To get the most out of your FMEAs, consider your analyses to be a continual process. The main idea behind a FMEA is to fully evaluate your system or process for potential failure modes and assess the effects of those failures so risk is minimized. As your system or process grows and changes, so should your FMEA. This way, you can take lessons learned from the past and apply them to your future work.

FMEAs are customizable. However, most FMEAs are built using commonly accepted standards to start, and then modified as needed. Relyence FMEA supports the most commonly used and effective FMEA standards.

We recommend going through Getting Started with Relyence FMEA as a starting point for learning Relyence FMEA. From there, you can proceed to building your own analyses. The following process is intended to be a starting point; you can adapt it as required for your needs.

1. Decide what type of FMEA you are going to perform

The first step in FMEA is to decide what type of analysis is best suited to your application. Design FMEAs are used to assess products or systems in the design stage so that you can ensure your product is well designed prior to manufacture. Hardware FMEAs are used to analyze hardware-based products of any kind. Process FMEAs are used to analyze failures associated with a process - such as product assembly, or a manufacturing procedure, or system integration. Piece-part FMECAs review each component of a system, down to the lowest piece-part level, determine all the failure modes and the resulting effects of those failures on the system.

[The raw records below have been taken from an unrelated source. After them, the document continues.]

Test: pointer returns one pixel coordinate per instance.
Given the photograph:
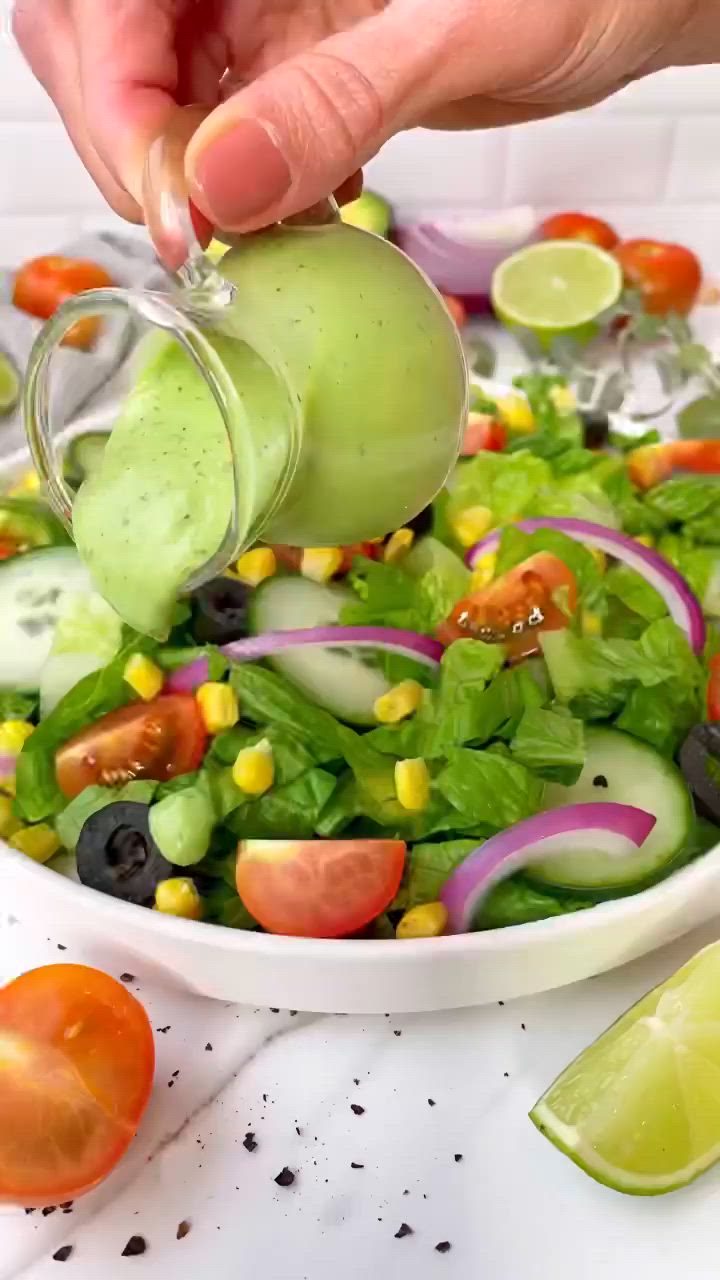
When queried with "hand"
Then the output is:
(317, 86)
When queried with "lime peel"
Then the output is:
(639, 1110)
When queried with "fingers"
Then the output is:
(282, 142)
(128, 74)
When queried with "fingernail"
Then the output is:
(240, 174)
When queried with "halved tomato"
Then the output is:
(668, 277)
(714, 689)
(76, 1070)
(145, 740)
(44, 283)
(318, 888)
(540, 594)
(583, 227)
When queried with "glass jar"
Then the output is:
(309, 388)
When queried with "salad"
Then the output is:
(502, 712)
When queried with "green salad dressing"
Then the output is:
(350, 397)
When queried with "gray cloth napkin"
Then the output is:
(85, 385)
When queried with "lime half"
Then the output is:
(556, 287)
(639, 1110)
(9, 384)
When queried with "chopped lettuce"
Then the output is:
(37, 792)
(488, 790)
(551, 744)
(291, 812)
(71, 821)
(515, 901)
(634, 592)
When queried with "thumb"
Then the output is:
(302, 128)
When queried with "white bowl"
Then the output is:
(354, 977)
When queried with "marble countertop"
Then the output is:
(433, 1088)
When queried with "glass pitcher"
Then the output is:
(309, 388)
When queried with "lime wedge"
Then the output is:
(639, 1110)
(556, 288)
(9, 384)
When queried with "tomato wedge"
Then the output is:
(714, 689)
(483, 433)
(318, 888)
(145, 740)
(76, 1070)
(540, 594)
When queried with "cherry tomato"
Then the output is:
(701, 456)
(76, 1069)
(145, 740)
(318, 888)
(540, 594)
(579, 227)
(483, 432)
(456, 309)
(668, 277)
(714, 689)
(44, 283)
(652, 464)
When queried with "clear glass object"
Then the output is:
(329, 366)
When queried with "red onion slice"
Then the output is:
(618, 830)
(684, 607)
(410, 644)
(460, 252)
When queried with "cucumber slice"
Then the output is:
(83, 456)
(343, 682)
(621, 769)
(33, 592)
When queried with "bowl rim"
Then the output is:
(241, 941)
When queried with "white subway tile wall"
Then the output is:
(650, 158)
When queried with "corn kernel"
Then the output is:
(428, 920)
(9, 824)
(218, 705)
(255, 566)
(564, 398)
(144, 676)
(320, 563)
(39, 842)
(591, 624)
(28, 483)
(397, 545)
(516, 414)
(13, 736)
(483, 571)
(178, 896)
(400, 702)
(413, 785)
(254, 769)
(470, 525)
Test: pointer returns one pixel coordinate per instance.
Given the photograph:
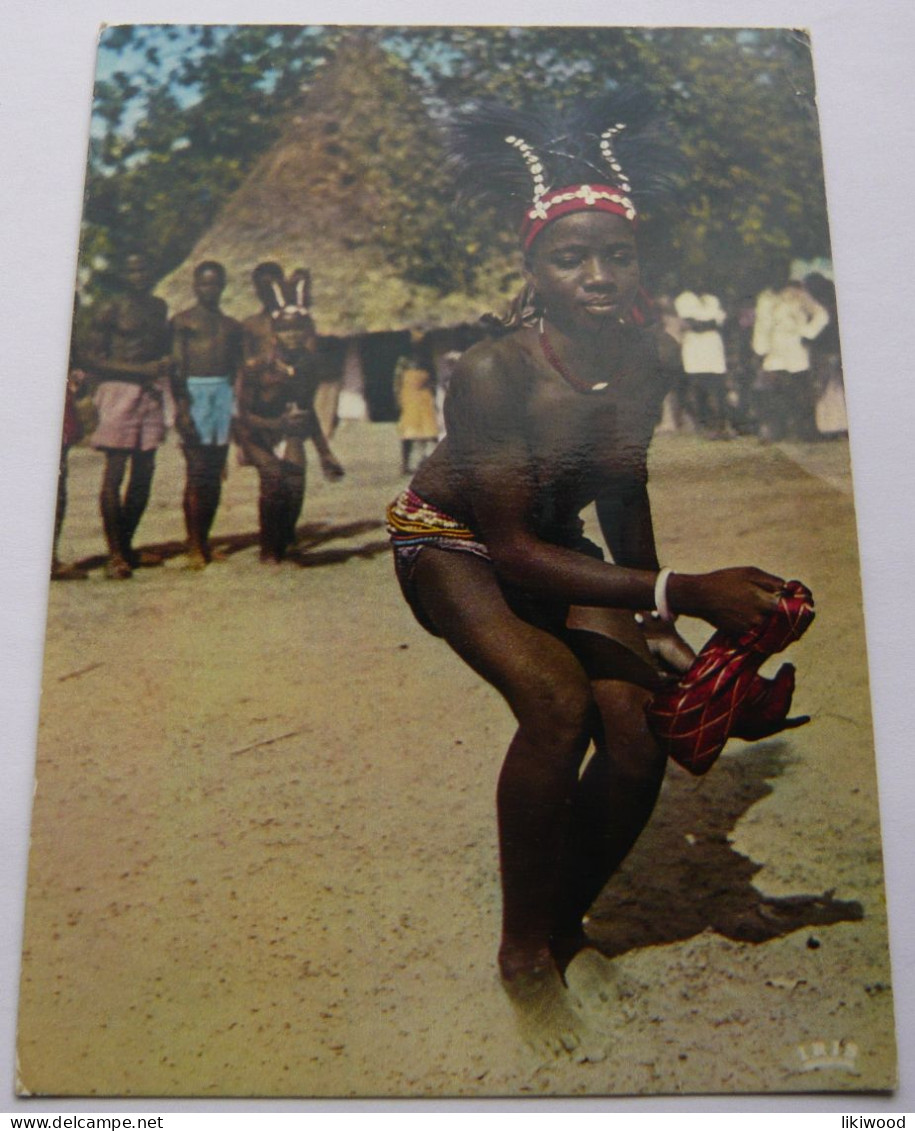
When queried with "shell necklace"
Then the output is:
(569, 378)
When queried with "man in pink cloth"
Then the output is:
(129, 353)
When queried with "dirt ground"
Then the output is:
(264, 855)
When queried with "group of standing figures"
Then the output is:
(251, 381)
(768, 367)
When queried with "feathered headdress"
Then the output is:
(290, 298)
(610, 154)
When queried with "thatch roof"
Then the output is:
(317, 198)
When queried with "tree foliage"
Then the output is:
(182, 114)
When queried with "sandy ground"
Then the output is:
(264, 854)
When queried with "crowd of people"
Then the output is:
(767, 365)
(552, 412)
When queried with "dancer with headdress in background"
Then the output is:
(207, 347)
(554, 415)
(276, 412)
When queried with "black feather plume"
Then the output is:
(490, 170)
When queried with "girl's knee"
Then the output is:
(560, 711)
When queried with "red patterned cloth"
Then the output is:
(723, 694)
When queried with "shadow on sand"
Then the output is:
(305, 553)
(684, 877)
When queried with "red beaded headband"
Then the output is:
(552, 204)
(558, 203)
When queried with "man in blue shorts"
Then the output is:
(207, 350)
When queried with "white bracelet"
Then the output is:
(661, 595)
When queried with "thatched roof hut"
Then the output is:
(341, 181)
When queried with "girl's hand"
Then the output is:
(733, 599)
(666, 645)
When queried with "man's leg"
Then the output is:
(270, 509)
(112, 518)
(293, 499)
(137, 495)
(203, 490)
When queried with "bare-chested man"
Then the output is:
(276, 406)
(129, 353)
(207, 347)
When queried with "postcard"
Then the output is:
(455, 680)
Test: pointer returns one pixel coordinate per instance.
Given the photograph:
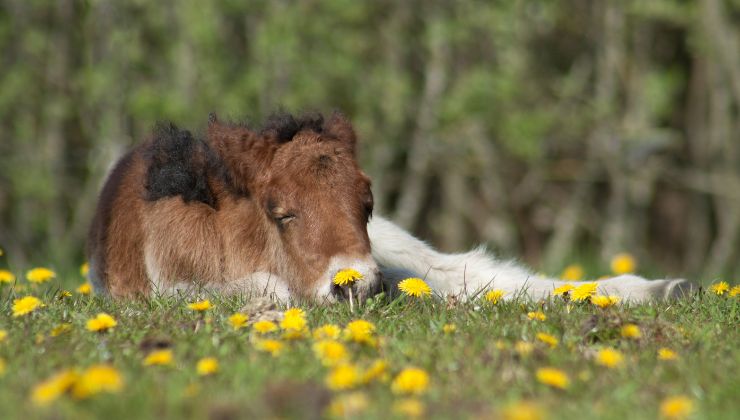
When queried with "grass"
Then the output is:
(475, 372)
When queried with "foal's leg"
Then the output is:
(401, 255)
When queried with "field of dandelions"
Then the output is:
(65, 353)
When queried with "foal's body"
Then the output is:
(276, 212)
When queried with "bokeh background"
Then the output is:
(555, 132)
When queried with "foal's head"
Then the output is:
(315, 199)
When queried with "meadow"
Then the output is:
(423, 356)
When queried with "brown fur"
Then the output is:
(312, 176)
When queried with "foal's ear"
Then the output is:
(340, 128)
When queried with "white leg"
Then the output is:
(401, 255)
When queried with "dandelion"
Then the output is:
(536, 316)
(238, 321)
(584, 292)
(347, 276)
(274, 347)
(54, 387)
(348, 405)
(378, 370)
(26, 305)
(85, 269)
(159, 358)
(6, 277)
(623, 263)
(523, 410)
(563, 290)
(102, 322)
(678, 407)
(720, 288)
(330, 352)
(604, 302)
(494, 296)
(666, 354)
(414, 287)
(343, 377)
(631, 331)
(200, 306)
(523, 348)
(548, 339)
(60, 329)
(360, 331)
(409, 407)
(327, 332)
(264, 327)
(84, 289)
(40, 275)
(411, 381)
(555, 378)
(95, 380)
(207, 366)
(573, 272)
(609, 358)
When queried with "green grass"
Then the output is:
(474, 372)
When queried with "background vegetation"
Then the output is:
(543, 129)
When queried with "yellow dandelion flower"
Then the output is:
(348, 405)
(360, 331)
(720, 288)
(207, 366)
(6, 277)
(548, 339)
(26, 305)
(330, 352)
(666, 354)
(555, 378)
(623, 263)
(631, 331)
(159, 358)
(54, 387)
(85, 269)
(84, 289)
(449, 328)
(264, 327)
(414, 287)
(200, 306)
(677, 407)
(342, 377)
(40, 275)
(536, 316)
(274, 347)
(494, 296)
(609, 358)
(411, 381)
(583, 292)
(95, 380)
(347, 276)
(327, 332)
(573, 272)
(377, 371)
(101, 322)
(523, 348)
(238, 320)
(523, 410)
(563, 290)
(60, 329)
(604, 301)
(409, 408)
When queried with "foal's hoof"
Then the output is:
(680, 288)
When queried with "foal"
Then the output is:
(279, 211)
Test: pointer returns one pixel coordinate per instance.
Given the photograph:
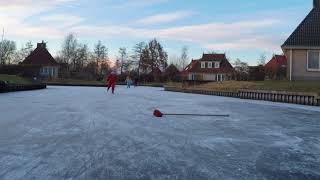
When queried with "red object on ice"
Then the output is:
(157, 113)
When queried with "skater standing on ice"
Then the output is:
(136, 81)
(128, 81)
(111, 80)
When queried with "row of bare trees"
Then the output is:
(144, 58)
(9, 54)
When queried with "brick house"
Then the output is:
(211, 67)
(302, 48)
(276, 68)
(42, 62)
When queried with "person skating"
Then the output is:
(111, 80)
(136, 81)
(128, 81)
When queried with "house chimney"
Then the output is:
(316, 4)
(42, 45)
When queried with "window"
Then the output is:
(203, 65)
(217, 65)
(313, 60)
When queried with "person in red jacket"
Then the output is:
(111, 80)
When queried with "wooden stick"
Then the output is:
(212, 115)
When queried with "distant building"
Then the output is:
(211, 67)
(302, 48)
(276, 68)
(42, 62)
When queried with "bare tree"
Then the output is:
(7, 50)
(82, 56)
(24, 52)
(137, 54)
(184, 57)
(100, 54)
(123, 58)
(69, 49)
(158, 57)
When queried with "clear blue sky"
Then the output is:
(241, 28)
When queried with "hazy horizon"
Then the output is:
(243, 29)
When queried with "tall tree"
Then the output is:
(7, 50)
(100, 54)
(137, 54)
(145, 59)
(82, 56)
(69, 49)
(184, 57)
(123, 58)
(158, 57)
(25, 51)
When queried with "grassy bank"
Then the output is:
(75, 81)
(13, 79)
(297, 86)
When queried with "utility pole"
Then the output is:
(1, 44)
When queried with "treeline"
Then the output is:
(77, 60)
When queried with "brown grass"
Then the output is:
(297, 86)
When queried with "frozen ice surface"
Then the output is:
(87, 133)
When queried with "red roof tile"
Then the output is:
(195, 65)
(40, 56)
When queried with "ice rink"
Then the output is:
(87, 133)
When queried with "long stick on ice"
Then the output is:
(158, 113)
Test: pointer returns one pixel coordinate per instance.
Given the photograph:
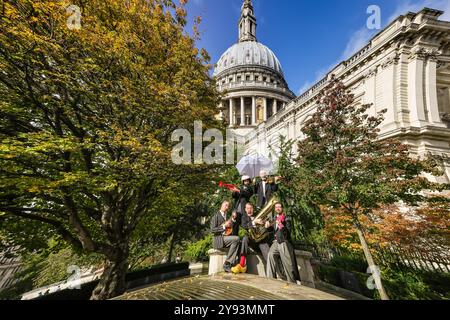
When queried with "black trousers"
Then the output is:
(248, 243)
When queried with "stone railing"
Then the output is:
(256, 265)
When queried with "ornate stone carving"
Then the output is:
(371, 73)
(423, 53)
(390, 61)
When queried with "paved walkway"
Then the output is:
(227, 287)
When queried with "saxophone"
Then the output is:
(260, 233)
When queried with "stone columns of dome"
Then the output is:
(265, 109)
(231, 115)
(254, 111)
(221, 110)
(415, 91)
(242, 112)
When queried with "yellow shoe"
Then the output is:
(236, 269)
(239, 269)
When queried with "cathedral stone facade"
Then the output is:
(405, 69)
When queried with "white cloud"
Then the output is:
(415, 6)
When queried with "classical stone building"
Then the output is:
(405, 69)
(252, 77)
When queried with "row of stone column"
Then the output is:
(233, 108)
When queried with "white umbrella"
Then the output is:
(253, 164)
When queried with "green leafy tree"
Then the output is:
(344, 165)
(86, 117)
(306, 215)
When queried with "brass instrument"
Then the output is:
(260, 233)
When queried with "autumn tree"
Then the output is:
(344, 165)
(86, 116)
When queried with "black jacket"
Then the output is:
(217, 230)
(284, 234)
(270, 191)
(247, 224)
(242, 198)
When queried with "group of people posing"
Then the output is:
(276, 249)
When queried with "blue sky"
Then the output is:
(308, 36)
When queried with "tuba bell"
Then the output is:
(260, 233)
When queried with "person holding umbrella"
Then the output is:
(242, 196)
(265, 189)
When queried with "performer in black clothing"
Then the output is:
(248, 222)
(242, 195)
(282, 247)
(222, 229)
(265, 189)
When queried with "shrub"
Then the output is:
(198, 251)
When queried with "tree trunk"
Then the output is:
(369, 258)
(112, 282)
(172, 245)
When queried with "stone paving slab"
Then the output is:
(227, 287)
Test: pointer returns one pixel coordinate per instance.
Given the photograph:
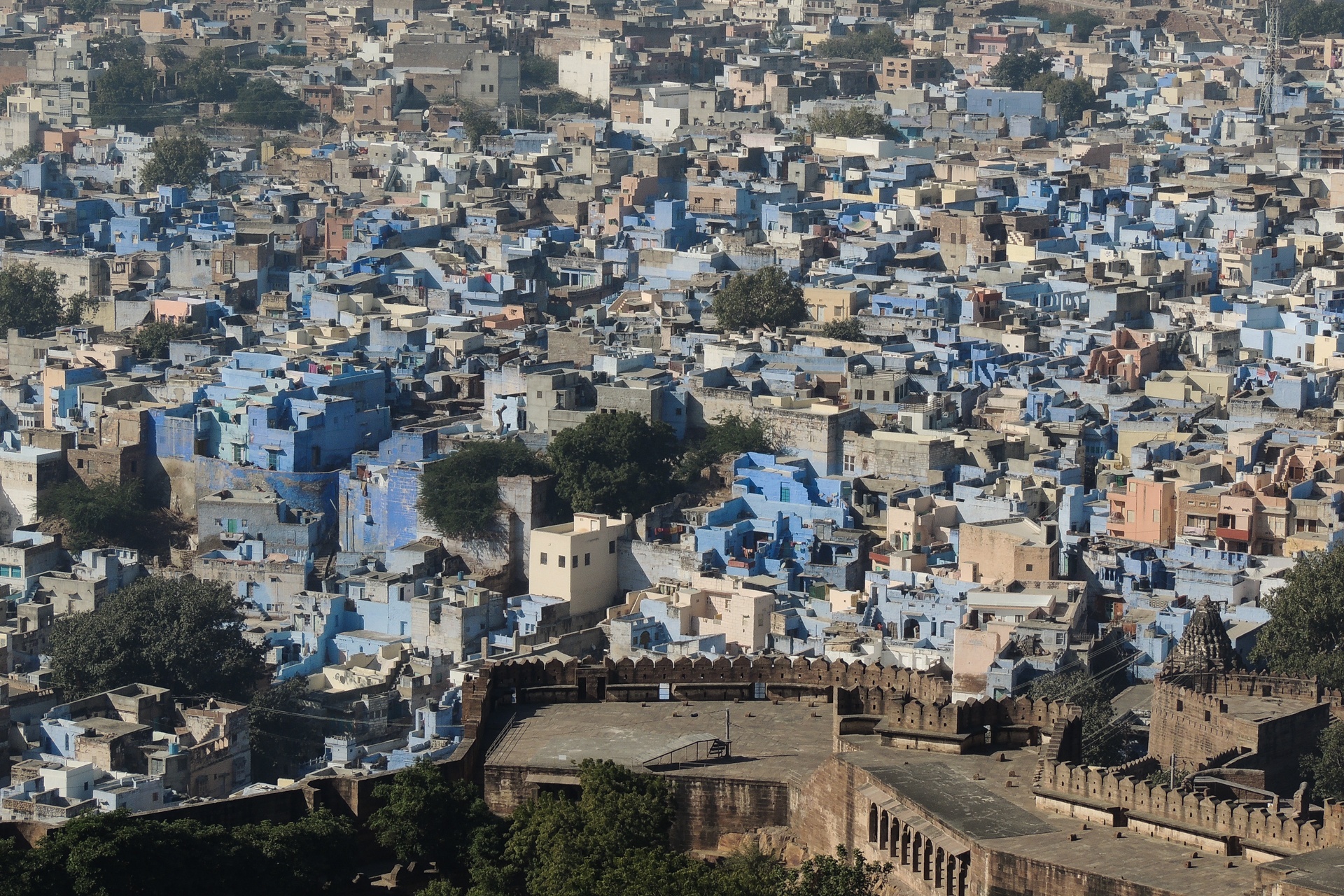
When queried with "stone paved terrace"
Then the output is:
(771, 743)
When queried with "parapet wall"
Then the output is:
(555, 680)
(1126, 790)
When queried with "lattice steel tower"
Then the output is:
(1269, 83)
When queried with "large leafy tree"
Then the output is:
(120, 855)
(1326, 766)
(1104, 741)
(1306, 633)
(264, 104)
(181, 634)
(102, 514)
(428, 817)
(764, 298)
(863, 45)
(729, 435)
(151, 342)
(615, 464)
(460, 493)
(125, 96)
(1015, 69)
(284, 732)
(207, 78)
(178, 160)
(854, 121)
(30, 298)
(1072, 97)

2. Select a FMEA standard to use

There are several FMEA standards. Two of the most commonly used ones are SAE J1729 or MIL-STD-1629. These two standards share many of the same characteristics but varying in terms of how they assess risk. The SAE and standards similar to it, use Risk Priority Numbers (RPN) - a combination of severity, occurrence, and detection - to assess risk. The MIL standard uses criticality values that are based on actual probability values.

The most recently introduced FMEA Standard is the AIAG & VDA Failure Mode and Effects Analysis - FMEA Handbook. This handbook is similar to the SAE J1729 and AIAG standards. It introduces a new FMEA template, the FMEA-MSR (Monitoring and System Response) Worksheet, as well as the FMEA AP, or Action Priority rating method. The AP provides a priority level  based on Severity, Occurrence, and Detection values. While the RPN (Risk Priority Number) is a risk assessment value based on Severity x Occurrence x Detection, AP was developed in order to give more emphasis to Severity first, then Occurrence, and then Detection.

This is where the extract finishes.